Ortalama Mümin Modeli
Kuran’ın öngördüğü bir hayatta, sekülarizme de fakirizme/çileciliğe de yer yoktur. İrfanî gelenekte de fakr, insanı nimetlerden değil, kalbi aşırı dünya tutkularından mahrum etmektir. Nitekim Cüneyd-i Bağdadi fakrı, “ senin hiçbir dünyalığa sahip olmaman değil, dünyalara sahip olsan da dünyalıkların sana sahip olmasına izin vermemendir” diye tarif etmiştir.
Servet, attır. Servet sahibi de süvaridir. Süvari atının sırtındaysa yol alır; atını sırtlanmaya kalkışırsa yolda kalır. Ayrıca Allah’a inanmayanların ve ahiret kaygısı taşımayanların dünyada iyi imkânlara sahip olmaları, onlara Allah katında ve öteki dünyada hiçbir fayda sağlamayacaktır.
Bu durumda insanla servet arasındaki realist ve psikolojik bağlantıya dikkat edilmelidir. Çünkü kimse mal ve mülkten müstağni kalamaz; böyle düşünmek doğru da olmaz. Fakat mala mülke sahip olunca da pek çok insan onun şerrinden korunamaz. Zira servet fayda ve zarardan hali değildir.
Servetin faydası, insanın geçimini ve zaruri ihtiyaçlarını karşılaması, doğru sarf edildiğinde diğer insanların yararına ve kamuya ait hayır işlerinde kullanılması, böylece rıza-i ilahinin kazanılmasını sağlamasıdır. Zararları ise insanı isyana sevk etmesi; özellikle kötülük erbabının tutkularını tahrik edip onları sonu gelmez arzuların peşinde koşturmasıdır. Halbuki servetin tahrikiyle arzularının peşinde koşan helak olur. Servetin bir zararı da insana Allah’ı unutturmasıdır. Zira servet sahibi, servetin korunması ile meşgul olurken Allah’ı unutur.
Kuran’ın eleştirdiği “dünya hayatı”, özellikle Müşrik Arapların, genellikle de bütün inkarcıların ahiret hayatına ve hesabına inanmaksızın yaşadıkları hayattır. Bunun için Kuran müminleri yeryüzünde faaliyette bulunmaktan ve oradaki nimetlerden yararlanmaktan men etmez; fakat onları dünya hayatının cazibesine kapılıp aldanmamaları için dikkatli ve duyarlı olmaya çağırır.
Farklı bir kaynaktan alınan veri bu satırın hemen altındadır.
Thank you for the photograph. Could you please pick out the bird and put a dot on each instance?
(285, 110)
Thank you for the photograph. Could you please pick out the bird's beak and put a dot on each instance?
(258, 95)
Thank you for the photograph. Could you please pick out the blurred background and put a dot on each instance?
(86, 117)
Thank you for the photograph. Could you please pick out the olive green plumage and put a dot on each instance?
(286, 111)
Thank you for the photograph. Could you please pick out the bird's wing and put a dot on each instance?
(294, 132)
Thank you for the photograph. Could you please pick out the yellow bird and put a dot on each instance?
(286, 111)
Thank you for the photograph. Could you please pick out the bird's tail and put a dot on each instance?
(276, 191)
Demek ki Kuran’ın yetiştirmeye çalıştığı ortalama mümin tipi müspet olan şeyleri yapan, büyük günahlardan uzak duran, günah işlediği takdirde tövbe eden, küçük günahları Allah tarafından bağışlanan, dünyanın içinde ve ortasında, içgüdüleriyle arzuları canlı ve aktif fakat iman ve iradesiyle onlara sınır çizebilen ve Allah’ın koyduğu kurallara riayet eden bir insandır. Ne şeytanı gör ne de kulhuvallahı oku” anlayışı, denenme yerine sınavdan ve sorumluluktan kaçıp kolay yoldan cennete girme ve cemalullaha kavuşma arzusunun bir ifadesi olduğundan doğru değildir. Çünkü Kuran’ın ortaya koyduğu mümin modeli, Allah’ın pasif bir seyircisi değil, yeryüzünde Onun irade ve buyruğunun aktif bir temsilcisidir.
Sonuçta insanın yaşadığı hayat, bir denenme sürecidir. Bu süreçte günah da vardır tövbede. Çünkü denenme, günahsız ve tövbesiz bir hayat değildir. Böyle bir hayat, meleklerin hayatıdır. Kuran ise bizden bu denenme sürecinde ne melek ne de şeytan olmamızı istiyor. Aksine Allah’a gönülden inanıp itaat ve ibadet eden mümin bir insan olarak kalmamızı ve Onun rızasını kazanmamamızı talep ediyor.